1.5.07

Na Linha Vermelha

Há pouco tempo surgiu em um dos espaços relegados a "vigésimo plano" pelo poder público próximo à Linha Vermelha, por onde circulam milhares de veículos em direção ao centro da cidade e zona sul um conjunto de moradias. Na verdade a Linha Vermelha também serve de acesso à Baixada, porém o fato que discorro aconteceu no sentido Zona Sul. Uma ocupação de barracos de madeira e tapumes surgiu beirando o Canal do Cunha e lembrando as favelas de palafitas que outrora ocupavam a região. Os primórdios da favela da Maré eram bem parecidos. Jogados ali, longe de tudo os moradores da antiga favela Pinto, vítimas de um incêndio criminoso foram abandonados pelo governo de Carlos Lacerda (baluarte da política conservadora da classe média) às margens da Baia de Guanabara. Nesse espaço que antes era ocupado por lagos de xorume, chiqueiros e carcaças de carros incendiados agora existe uma ocupação. Trata-se do clamor de uma parcela da sociedade por moradia digna. Não estão ali por opção e sim por necessidade. Em momento algum é desejável dividir espaço com ratos e porcos à beira de um canal fétido. Não é protesto. Não é a mesma coisa que vestir uma camisa numa tarde de domingo e deitar no calçadão da Avenida Atlântica. Mesmo não se tratando de um protesto, tal ocupação suscita uma importante série de reflexões aos que enfrentam os congestionamentos diários no caminho pro trabalho.

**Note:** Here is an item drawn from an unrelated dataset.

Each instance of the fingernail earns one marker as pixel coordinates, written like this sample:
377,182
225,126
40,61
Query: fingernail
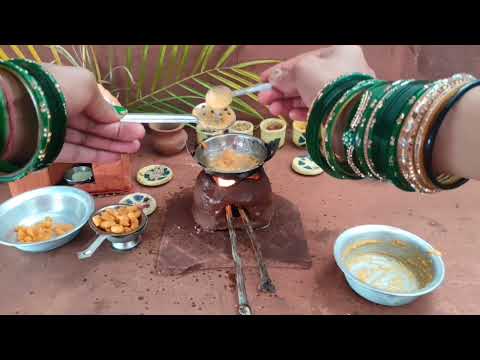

Foi compartilhando do prazer de enfrentar um desses engarrafamentos com outras 13 pessoas, dentro de uma van que peguei na Ilha do Governador, que ouvi uma opinião sobre tal ocupação interessante para debate. A van é um dos meios de transporte mais confortáveis de acesso ao centro, logo é geralmente ocupado por pessoas de classe média. Enquanto passávamos pela ocupação a senhora que estava três bancos à frente do meu exclamou "Ai meu Deus! Mais uma favela! Qualquer dia vais ser impossível atravessar a Linha Vermelha!". Acredito que seria válida a preocupação da senhora fosse ela direcionada as condições de moradia precárias daquela nova ocupação. No entanto, endossando um ponto vista muito comum a classe média em geral, aquela senhora associou um grupo de moradores pobres à violência. Realmente o cotidiano desses moradores não é muito tranqüilo, porém essa senhora só faltou esconder a bolsa enquanto passávamos.

Não consigo ter muita esperança de mudanças pacificas em um ambiente de alienação tal qual se encontra boa parte da classe média atualmente. O fenômeno acredito seja mundial e se propaga na mesma escala que a expansão de uma cultura extremamente consumista. Nada disso é novidade no mundo capitalista. Não é fenômeno exclusivo do capitalismo neoliberal, é fato persistente em toda história desse sistema putrefante. Um sistema fadado ao fracasso tão desejado pela maioria dos que nele vivem, mas que teima em permanecer vivo.